Sn1per Professional v9.2 SE Update Released!

Kali 2021.2 / Ubuntu 20.04.2.0 LTS Support

Sn1per-Professional-v9.0-kali-1

Metasploit Vulnerability & Compromise Detection

Another major improvement in v9.2 is a new sc0pe parser for Metasploit. This will allow customers to automatically import all vulnerabilities detected using Metasploit directly into the Sn1per Professional v9.0 for improved vulnerability analytics and reporting.

Sn1per-Professional-v9.0-metasploit

HTTP Smuggling Detection

Starting in Sn1per SE v9.2, we’ve also added automatic scanning and detection for HTTP smuggling which will import all vulnerable instances into the Sn1per Professional v9.0 vulnerability report viewer.

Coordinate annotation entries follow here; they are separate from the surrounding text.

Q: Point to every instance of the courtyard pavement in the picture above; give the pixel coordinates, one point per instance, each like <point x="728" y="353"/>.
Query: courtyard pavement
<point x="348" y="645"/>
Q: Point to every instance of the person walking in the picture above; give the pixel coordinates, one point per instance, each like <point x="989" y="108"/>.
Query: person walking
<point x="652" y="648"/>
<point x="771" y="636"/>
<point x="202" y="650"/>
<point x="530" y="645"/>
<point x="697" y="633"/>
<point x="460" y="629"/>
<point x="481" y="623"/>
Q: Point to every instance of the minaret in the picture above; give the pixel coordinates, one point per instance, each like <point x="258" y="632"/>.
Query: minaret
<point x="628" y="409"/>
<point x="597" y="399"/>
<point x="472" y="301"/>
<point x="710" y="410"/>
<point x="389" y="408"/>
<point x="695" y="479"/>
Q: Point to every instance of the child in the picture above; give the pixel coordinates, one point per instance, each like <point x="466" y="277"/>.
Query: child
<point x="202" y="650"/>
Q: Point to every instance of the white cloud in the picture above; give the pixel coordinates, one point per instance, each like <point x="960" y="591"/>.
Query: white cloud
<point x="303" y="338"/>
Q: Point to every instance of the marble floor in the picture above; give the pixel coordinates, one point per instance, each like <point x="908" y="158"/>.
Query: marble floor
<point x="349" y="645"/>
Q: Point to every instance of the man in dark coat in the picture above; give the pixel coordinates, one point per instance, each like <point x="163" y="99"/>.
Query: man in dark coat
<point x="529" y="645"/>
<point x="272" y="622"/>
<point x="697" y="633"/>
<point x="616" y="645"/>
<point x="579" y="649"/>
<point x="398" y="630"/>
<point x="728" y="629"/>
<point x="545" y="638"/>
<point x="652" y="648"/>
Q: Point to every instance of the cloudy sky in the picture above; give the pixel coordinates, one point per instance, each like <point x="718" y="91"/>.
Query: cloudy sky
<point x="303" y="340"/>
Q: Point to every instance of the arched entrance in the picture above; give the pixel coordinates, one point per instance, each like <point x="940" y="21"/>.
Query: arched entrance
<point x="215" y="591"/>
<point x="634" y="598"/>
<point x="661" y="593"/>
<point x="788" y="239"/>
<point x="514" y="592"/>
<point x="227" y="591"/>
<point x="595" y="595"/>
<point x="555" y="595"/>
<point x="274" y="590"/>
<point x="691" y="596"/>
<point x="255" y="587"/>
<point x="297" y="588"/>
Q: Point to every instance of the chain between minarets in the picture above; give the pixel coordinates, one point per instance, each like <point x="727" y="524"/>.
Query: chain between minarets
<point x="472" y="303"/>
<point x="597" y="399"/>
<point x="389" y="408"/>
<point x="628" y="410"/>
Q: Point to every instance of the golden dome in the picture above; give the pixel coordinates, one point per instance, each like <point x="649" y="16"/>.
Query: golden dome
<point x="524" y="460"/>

Sn1per-Professional-v9.0-smuggling

Improved DNS Reconnaissance

New in v9.2 is the addition of PureDNS which is an improved wrapper around MassDNS, along with an updated DNS resolver list for improved speed, wildcard detection and accuracy when scanning for valid sub-domains.

Resolvable Host Check

In an effort to improve scan efficiency in Sn1per while scanning hundreds or possibly even thousands of discovered sub-domains, we’ve added a new setting (RESOLVABLE_CHECK) to the /root/.sniper.conf to automatically skip any hosts which are not DNS resolvable (ie. no valid DNS record exists). Customers should see a drastic performance increase when running multi-threaded discovery scans against all domains as a result.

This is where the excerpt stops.